Policies focusing narrowly on increasing birth rates have largely failed, said Heimo Laakkonen, UNFPA’s Regional Director for Eastern Europe and Central Asia, and studies show that there is little chance fertility rates will grow significantly in the near future.
“Low fertility is now a global phenomenon, and expectations to get fertility rates back up above replacement level are quite unrealistic,” said Tomas Sobotka, one of Europe’s leading demographers, referring to the average number of 2.1 children per women that is widely seen as necessary to maintain the size of a population. This means that population ageing will continue at a fast pace.
But experts say there is little to worry about – provided governments make the right policy choices and invest in young people.
As Mehmet Ceylan, Turkey’s Deputy Minister of Development, said: "Ageing is inevitable, but it is manageable."
Return on investment
In what Nikolai Botev, the director of UNFPA’s sub-regional office in Central Asia, called a major paradigm shift, policymakers in Eastern Europe and Central Asia are increasingly looking to build the ‘human capital’ of their populations, rather than pursuing population targets.

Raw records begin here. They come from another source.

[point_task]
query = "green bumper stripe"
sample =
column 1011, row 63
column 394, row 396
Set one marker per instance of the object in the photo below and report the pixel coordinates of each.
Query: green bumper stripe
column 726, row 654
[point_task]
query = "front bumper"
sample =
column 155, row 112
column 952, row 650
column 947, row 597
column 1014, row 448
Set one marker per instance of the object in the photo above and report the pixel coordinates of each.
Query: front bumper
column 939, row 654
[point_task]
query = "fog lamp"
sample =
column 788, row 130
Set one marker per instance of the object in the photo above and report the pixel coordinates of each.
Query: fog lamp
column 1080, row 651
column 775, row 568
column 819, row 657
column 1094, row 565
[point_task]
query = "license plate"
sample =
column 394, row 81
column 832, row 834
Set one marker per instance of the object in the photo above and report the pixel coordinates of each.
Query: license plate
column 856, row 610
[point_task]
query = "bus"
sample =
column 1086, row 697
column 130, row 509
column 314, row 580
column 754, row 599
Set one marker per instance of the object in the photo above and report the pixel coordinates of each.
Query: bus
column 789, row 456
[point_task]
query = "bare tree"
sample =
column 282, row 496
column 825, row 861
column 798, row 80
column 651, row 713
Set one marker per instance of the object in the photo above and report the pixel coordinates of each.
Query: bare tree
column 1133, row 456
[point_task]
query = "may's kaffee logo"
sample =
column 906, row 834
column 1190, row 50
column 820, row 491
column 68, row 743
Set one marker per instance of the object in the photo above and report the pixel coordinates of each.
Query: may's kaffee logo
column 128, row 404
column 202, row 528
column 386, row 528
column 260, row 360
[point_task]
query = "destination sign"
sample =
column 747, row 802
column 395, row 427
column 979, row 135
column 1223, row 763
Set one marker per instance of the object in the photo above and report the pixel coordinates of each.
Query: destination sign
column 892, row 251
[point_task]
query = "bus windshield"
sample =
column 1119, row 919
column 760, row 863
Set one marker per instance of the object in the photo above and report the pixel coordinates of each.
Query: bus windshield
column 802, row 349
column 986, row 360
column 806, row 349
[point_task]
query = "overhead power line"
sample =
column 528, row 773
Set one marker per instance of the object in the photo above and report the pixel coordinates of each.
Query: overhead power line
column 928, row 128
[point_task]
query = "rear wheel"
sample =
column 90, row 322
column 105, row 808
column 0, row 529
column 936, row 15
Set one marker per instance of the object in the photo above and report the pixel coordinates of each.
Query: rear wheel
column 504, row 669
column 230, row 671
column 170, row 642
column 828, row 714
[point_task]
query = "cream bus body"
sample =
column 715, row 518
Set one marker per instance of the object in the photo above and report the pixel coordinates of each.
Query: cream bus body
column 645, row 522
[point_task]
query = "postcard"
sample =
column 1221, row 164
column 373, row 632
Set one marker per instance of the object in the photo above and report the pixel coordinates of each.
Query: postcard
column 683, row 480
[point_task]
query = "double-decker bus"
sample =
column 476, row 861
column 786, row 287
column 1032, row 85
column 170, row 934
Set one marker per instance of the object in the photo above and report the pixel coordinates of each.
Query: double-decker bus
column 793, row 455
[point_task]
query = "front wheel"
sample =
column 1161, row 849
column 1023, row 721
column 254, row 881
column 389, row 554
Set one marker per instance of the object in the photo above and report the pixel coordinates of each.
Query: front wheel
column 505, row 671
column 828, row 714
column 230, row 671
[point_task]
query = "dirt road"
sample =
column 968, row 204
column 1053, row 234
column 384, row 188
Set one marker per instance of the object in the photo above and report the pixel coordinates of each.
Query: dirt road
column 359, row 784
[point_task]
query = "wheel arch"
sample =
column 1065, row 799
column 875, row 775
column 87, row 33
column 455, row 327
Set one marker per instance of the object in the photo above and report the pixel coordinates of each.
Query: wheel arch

But by investing in the health and education of people, governments can expect huge returns, because a better educated and healthier workforce will increase productivity, nurture innovation and decrease burdens on social systems. Countries can also expect to see returns from increasing gender equality and reducing discrimination.
A 2010 World Bank study calculated that in Bulgaria, for example, the expected fiscal gain from providing one Roma child with an education is eight times higher than what the state spends on education per pupil. The inclusion of all Bulgarian Roma in the workforce could lead to productivity gains of 526 million euros annually, or 1.8 per cent of the country’s gross domestic product.
Other age groups also require attention. “With an ageing population, we need to extend employment opportunities for older people through lifelong education,” said Natalya Fedorovych, Ukraine’s Deputy Minister of Social Policy.
Window of opportunity closing fast
There is a window of opportunity in which to make these investments, Mr. Laakkonen said. Countries in the region could realize a ‘demographic dividend’ – economic gains that can occur when fertility rates fall and working-age populations grow – if they act now. Demographic dividends have helped catapult a number of countries, mostly in East Asia, out of extreme poverty.
“But governments must act fast and decisively. The window is closing quickly, by approximately 2030 in the case of Eastern Europe, as populations are ageing rapidly,” Mr. Laakkonen added. “Even for countries with struggling economies, investing in human capital will never be more affordable than it is now.”
Ms. Borisova also insisted that disadvantaged populations not be overlooked. Discrimination makes it difficult for even the most educated young Roma to find jobs, she said.
Her own career path has already led to concrete changes. Emboldened by her example, more than 10 other young women from her community have managed to attend university in recent years, she said.
“Now all of us have better chances in life, despite all the obstacles,” Ms. Borisova said, “and more opportunities to realize our potential.”